Biber sorgt für Stromausfall im Raum Wurzbach

Wurzbach  Auf der Suche nach dem Grund eines Kurzschlusses in der Freileitung machten Mitarbeiter der Energieversorgung eine interessante Entdeckung: Ein Biber war am Werk.

Kreuz und quer liegen vom Biber gefällte Bäume entlang eines Wasserlaufes. Jetzt wurde zwei Mal eine Freileitung der Energieversorgung getroffen.

Kreuz und quer liegen vom Biber gefällte Bäume entlang eines Wasserlaufes. Jetzt wurde zwei Mal eine Freileitung der Energieversorgung getroffen.

Foto: TEN/Holger Leube

Zu einem kurzzeitigen Stromausfall kam es am Dienstagnachmittag im Raum Wurzbach, Neundorf, Schlegel und Seibis, von dem eine geringe Kundenzahl betroffen gewesen ist. Die Ursache für die Unterbrechung der Energieversorgung trägt ein Fell, wie Mitarbeiter der Thüringer Energienetze (TEN) feststellen mussten.

Es war ein Kurzschluss in der Freileitung gewesen, der zum Stromausfall geführt hatte.

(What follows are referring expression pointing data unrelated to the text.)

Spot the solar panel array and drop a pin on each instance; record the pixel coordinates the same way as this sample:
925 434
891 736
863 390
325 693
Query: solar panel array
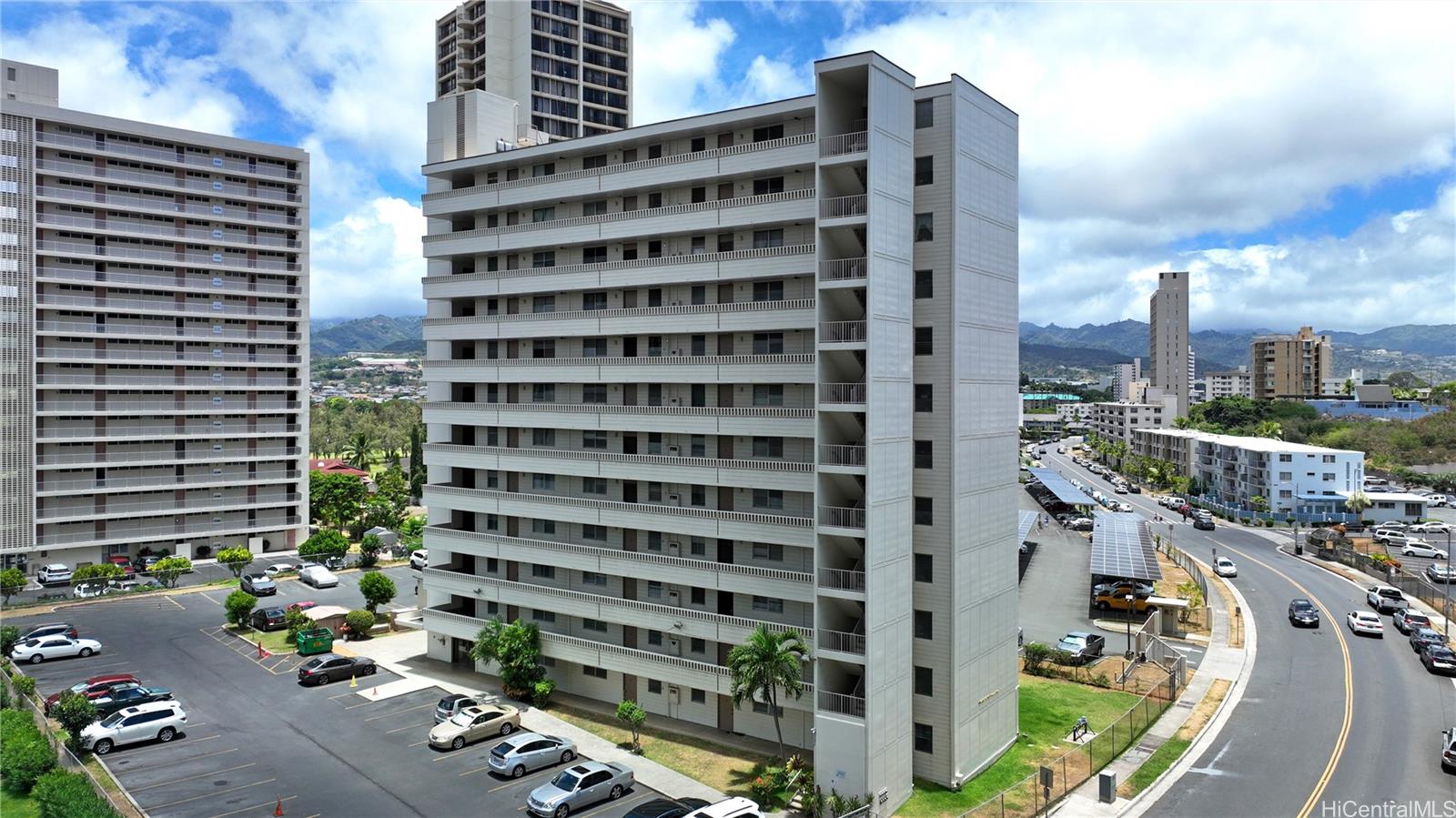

Ein Baum war umgekippt und hatte die Leitung getroffen. Als TEN-Mitarbeiter zur Fehlersuche ausgerückt waren und den umgestürzten Baum entdeckten, machten sie eine interessante Beobachtung. Keine Windböe war die Ursache, auch hatte niemand die Kettensäge falsch angesetzt. „Da hatte ein Biber ganze Arbeit geleistet“, so die Feststellung von Teamleiter Holger Leube. Deutlich sichtbar waren die Nagespuren am unteren Stamm.

Dass Biber die Stromversorgung lahmlegen, gehört nicht gerade zum Alltag. Doch jetzt war es gleich der zweite Fall dieser Art binnen weniger Tage gewesen. „Erst vorige Woche hatten wir einen Stromausfall bei Plothen“, berichtet Holger Leube, „auch dort hatte der Biber dafür gesorgt, dass ein Baum umkippte und die Freileitung traf.“ Weil in diesem Bereich gleich mehrere Bäume festgestellt werden mussten, an denen der Biber schon deutlich seine Spuren hinterlassen hatte, ist am Dienstag vorsorglich zur Säge gegriffen worden. „Sicherheitshalber haben wir die betreffenden Bäume umgelegt“, ist von Holger Leube zu erfahren. Alles natürlich mit den entsprechenden behördlichen Genehmigungen in diesem Naturschutzgebiet.

Eigentlich ist es äußerst selten, dass sich der Biber mit den Energieversorgern anlegt. „Ich bin seit 1979 dabei und hatte das bisher noch gar nicht erlebt“, blickt Holger Leube zurück, „jetzt gab es gleich diese zwei Stromausfälle.“ Trotzdem verspürt er keinen Groll auf dieses größte Nagetier Europas: „Ich finde es gut, dass es den Biber bei uns gibt.“ Die Stromversorgung war übrigens in allen Fällen schnell wiederhergestellt.